In return for a plot, gardeners are also expected to spend several hours doing general maintenance work that benefits the site as a whole.
This can include laying wood chips in the main line, chopping, processing, installing and removing hoses, weeding and much more. The council used to set group work days but with the prevention of COVID-19, it has allowed people to work on assignments on their own time. Marti said that change has been one of the advantages that make things easier for everyone and may remain after the pandemic. While board members say they hope to one day bring back social events and group activities, they have no plans to do so at least in the near future.
Erin Bishop, secretary of the garden council, says being able to go out and work on her garden still feels like a way to connect with other people when personal connections are hard to come by.
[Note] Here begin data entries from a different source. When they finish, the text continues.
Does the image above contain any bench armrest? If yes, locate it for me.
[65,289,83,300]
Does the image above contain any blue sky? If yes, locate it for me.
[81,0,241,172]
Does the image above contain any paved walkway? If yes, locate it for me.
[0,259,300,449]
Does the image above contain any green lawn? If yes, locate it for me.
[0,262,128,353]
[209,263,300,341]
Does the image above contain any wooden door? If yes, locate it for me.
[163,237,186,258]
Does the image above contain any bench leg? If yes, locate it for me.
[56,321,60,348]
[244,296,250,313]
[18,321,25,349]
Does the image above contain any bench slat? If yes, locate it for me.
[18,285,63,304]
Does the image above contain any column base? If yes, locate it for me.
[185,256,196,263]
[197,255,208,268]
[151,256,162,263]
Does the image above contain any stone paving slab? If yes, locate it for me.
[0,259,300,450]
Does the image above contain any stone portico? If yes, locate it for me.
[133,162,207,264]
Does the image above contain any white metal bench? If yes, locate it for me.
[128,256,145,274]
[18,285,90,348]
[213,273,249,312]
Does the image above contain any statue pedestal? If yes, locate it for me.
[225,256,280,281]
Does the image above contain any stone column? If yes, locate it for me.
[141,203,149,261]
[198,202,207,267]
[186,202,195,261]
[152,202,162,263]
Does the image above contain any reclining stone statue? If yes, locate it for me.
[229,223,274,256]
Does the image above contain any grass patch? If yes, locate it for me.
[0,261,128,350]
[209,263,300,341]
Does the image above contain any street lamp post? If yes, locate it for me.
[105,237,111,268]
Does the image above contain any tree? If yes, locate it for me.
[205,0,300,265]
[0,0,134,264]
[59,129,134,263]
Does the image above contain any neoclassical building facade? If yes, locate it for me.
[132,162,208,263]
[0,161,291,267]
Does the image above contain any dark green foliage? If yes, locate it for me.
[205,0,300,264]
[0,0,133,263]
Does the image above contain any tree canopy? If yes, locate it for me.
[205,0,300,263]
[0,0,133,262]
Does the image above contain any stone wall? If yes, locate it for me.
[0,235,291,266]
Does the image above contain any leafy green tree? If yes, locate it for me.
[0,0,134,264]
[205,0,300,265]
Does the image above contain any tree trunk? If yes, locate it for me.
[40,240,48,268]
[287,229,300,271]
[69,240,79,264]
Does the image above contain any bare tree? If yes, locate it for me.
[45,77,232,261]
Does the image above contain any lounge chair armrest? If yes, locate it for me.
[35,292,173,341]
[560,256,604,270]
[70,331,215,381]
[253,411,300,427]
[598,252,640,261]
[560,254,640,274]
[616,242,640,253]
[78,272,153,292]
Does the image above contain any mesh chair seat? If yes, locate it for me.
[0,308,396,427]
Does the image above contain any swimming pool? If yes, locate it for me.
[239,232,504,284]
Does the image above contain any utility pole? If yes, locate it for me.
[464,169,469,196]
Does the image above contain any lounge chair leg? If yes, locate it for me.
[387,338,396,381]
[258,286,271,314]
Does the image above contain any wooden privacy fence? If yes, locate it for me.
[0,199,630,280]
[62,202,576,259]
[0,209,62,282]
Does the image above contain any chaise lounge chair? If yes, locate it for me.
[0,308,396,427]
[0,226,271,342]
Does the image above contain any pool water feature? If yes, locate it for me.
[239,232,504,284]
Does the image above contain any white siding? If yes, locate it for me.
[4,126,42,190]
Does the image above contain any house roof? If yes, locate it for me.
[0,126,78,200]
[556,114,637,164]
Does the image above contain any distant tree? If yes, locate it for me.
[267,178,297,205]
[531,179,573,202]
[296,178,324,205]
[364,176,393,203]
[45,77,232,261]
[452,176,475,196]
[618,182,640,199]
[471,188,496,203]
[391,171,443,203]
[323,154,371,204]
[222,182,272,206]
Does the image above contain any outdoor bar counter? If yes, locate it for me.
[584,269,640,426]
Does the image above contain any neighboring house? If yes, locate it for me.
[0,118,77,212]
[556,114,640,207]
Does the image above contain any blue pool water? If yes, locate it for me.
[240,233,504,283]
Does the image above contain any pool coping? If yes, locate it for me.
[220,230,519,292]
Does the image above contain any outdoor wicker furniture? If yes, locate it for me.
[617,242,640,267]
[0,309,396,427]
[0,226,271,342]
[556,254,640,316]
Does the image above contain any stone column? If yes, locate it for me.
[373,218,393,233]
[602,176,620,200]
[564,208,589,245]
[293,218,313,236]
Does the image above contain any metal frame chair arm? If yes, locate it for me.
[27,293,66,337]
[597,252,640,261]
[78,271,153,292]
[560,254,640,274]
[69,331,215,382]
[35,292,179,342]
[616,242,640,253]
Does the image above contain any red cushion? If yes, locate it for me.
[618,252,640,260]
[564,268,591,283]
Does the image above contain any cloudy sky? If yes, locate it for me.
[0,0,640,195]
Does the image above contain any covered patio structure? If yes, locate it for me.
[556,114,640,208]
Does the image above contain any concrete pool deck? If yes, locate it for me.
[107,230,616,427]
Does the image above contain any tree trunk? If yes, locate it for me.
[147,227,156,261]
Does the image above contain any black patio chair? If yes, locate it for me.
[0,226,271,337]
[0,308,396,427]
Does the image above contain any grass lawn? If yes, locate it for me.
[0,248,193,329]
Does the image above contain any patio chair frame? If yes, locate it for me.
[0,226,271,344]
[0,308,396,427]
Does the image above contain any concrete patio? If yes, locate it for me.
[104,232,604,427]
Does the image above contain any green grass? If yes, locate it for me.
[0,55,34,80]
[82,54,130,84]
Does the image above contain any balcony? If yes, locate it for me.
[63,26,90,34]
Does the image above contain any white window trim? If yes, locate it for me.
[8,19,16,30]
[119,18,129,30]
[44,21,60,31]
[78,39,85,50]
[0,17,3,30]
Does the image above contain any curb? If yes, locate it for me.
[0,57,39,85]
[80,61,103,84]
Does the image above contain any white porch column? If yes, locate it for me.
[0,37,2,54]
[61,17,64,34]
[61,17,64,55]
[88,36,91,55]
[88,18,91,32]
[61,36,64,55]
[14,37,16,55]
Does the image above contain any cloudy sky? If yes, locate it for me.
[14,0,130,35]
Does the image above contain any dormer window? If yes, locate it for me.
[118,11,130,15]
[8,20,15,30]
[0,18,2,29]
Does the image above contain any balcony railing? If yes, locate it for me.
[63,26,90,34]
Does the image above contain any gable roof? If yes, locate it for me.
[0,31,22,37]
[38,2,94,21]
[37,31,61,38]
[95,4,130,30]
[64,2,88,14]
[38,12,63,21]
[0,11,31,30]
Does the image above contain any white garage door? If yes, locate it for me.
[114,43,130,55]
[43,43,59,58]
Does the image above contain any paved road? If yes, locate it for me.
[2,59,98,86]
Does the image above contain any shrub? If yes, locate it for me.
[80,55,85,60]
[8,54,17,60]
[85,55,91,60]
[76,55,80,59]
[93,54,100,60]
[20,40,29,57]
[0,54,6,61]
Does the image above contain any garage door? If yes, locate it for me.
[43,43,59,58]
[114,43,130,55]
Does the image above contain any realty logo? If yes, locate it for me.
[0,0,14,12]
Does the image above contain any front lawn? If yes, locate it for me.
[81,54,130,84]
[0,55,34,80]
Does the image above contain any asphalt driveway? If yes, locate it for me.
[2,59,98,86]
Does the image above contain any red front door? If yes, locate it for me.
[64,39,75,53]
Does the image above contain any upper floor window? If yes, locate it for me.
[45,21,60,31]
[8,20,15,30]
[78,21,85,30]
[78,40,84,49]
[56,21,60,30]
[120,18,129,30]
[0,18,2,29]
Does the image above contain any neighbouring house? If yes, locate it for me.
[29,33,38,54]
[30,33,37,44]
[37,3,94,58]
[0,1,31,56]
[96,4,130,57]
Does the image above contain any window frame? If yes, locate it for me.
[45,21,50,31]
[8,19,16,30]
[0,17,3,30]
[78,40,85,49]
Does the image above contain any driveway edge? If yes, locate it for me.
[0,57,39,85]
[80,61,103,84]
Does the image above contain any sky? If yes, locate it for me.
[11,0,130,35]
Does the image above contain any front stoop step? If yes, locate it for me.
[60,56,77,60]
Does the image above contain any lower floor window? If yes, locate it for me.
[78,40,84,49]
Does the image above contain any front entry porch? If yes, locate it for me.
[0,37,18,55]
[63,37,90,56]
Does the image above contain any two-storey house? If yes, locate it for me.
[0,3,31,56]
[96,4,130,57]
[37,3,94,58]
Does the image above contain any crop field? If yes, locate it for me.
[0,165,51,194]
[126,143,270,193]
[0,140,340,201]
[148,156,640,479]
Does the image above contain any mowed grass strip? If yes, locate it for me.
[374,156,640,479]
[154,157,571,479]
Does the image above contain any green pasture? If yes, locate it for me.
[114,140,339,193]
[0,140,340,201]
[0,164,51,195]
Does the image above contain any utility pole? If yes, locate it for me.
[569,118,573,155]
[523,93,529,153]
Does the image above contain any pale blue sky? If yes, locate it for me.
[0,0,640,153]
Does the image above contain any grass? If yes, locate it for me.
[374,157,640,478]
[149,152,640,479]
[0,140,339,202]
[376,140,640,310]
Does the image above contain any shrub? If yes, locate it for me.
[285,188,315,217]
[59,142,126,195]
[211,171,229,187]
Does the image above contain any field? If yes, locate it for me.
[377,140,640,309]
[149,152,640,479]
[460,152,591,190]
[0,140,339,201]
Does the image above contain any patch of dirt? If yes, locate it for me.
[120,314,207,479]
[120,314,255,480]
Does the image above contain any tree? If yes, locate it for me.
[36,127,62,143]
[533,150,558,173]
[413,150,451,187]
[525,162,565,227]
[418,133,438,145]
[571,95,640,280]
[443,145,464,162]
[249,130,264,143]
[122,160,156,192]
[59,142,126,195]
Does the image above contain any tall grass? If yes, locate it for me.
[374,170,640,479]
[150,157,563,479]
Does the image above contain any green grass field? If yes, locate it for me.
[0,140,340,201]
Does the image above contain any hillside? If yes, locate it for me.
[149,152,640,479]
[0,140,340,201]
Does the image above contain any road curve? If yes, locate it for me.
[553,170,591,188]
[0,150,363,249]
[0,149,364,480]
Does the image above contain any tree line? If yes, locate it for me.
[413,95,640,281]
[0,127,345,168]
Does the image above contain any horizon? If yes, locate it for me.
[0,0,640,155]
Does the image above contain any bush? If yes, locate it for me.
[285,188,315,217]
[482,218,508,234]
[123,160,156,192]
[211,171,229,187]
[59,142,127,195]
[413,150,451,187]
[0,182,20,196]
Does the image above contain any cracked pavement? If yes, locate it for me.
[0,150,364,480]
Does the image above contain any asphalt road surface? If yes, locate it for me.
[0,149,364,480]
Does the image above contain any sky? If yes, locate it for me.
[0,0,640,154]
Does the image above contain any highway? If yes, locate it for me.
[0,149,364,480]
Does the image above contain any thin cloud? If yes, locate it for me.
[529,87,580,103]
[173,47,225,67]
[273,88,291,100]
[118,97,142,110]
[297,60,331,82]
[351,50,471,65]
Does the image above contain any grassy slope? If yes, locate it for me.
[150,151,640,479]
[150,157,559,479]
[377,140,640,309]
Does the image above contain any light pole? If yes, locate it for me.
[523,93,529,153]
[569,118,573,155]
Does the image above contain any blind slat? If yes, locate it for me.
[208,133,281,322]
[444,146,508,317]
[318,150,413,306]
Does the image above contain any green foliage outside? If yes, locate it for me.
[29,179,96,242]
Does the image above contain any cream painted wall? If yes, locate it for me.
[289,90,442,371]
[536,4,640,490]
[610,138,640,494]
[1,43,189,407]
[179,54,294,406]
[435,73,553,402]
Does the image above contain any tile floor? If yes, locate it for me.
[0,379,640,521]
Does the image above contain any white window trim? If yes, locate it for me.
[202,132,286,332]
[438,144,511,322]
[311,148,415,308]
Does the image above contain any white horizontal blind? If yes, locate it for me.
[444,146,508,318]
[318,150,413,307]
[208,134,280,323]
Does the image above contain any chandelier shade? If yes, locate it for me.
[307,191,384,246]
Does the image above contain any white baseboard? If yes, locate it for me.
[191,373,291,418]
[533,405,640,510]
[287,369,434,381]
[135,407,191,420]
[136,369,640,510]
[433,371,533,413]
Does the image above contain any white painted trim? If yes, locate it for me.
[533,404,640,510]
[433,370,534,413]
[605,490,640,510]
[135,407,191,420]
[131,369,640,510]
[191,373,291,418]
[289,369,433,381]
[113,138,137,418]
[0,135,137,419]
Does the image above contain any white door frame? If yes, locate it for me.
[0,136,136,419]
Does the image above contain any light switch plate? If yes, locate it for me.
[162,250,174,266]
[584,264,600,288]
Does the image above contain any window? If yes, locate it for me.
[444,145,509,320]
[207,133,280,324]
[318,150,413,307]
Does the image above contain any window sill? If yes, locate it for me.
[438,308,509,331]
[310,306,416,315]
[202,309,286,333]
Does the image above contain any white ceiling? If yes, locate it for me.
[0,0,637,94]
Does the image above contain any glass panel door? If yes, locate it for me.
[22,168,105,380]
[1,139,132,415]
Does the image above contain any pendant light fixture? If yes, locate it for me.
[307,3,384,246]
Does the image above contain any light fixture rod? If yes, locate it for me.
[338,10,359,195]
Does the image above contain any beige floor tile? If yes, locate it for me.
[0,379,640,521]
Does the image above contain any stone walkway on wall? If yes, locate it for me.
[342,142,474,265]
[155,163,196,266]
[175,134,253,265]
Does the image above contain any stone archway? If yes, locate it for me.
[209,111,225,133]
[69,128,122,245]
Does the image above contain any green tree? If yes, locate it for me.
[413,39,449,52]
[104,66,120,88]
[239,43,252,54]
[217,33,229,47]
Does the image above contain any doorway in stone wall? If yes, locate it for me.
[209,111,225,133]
Since gardening did not require being physically close to other people, he was able to chat with his plot neighbors.
“I’m very grateful to be able to garden,” Bishop said. “I was in my garden thinking, ‘How can I survive this last year mentally without my garden?’ … It was like an opportunity to feel like I had a community going on in the middle of a (early days) pandemic you didn’t know; it’s so new and scary. “
He says many people are open to helping others with gardening tips, and he’s learned a lot from his neighbors over the years. In addition, they often leave extra seeds, tools, or vegetables for others.
The council this year also started giving seminars and training sessions on how to grow and care for certain plants and crops, which have helped the community, Marti and Zoller said.
“I did one about growing beets and turnips, and I couldn’t think what to say,” says Zoller, “but people have a lot of unsure questions about beet seeds. It was a small group of about 10 people, but we were busy for 45 minutes. “
Bishop says most people garden for functional purposes, although some do it as a hobby. At the Collins Lane site, for example, there are people who keep daylilies and butterfly gardens.
The trio said there were also people from international backgrounds who would plant a variety of crops or produce that do not normally grow in the area, which was interesting to see and try.
“Some of them are students, some are permanent residents now who garden here, and they grow things they can’t buy so we get a chance to see what other people eat,” Zoller said.
“Food is both personal and cultural,” Bishop added. “It’s very personal to our identity, and it’s a beautiful place in our community that lets people have the opportunity – wherever they live – to grow what is important to them.”
The group said that while it can be challenging at times, gardening your own food is a rewarding activity, and also provides an outlet for physical activity, community interaction, and a way to enjoy the outdoors. Marti says nothing tastes better than eating what you grow yourself.
“It tastes a lot better when you eat tomatoes that are ripe from the vine,” says Marti.
With a waiting list, new gardeners can expect to register on a plot of land during the next registration cycle, which is early 2022.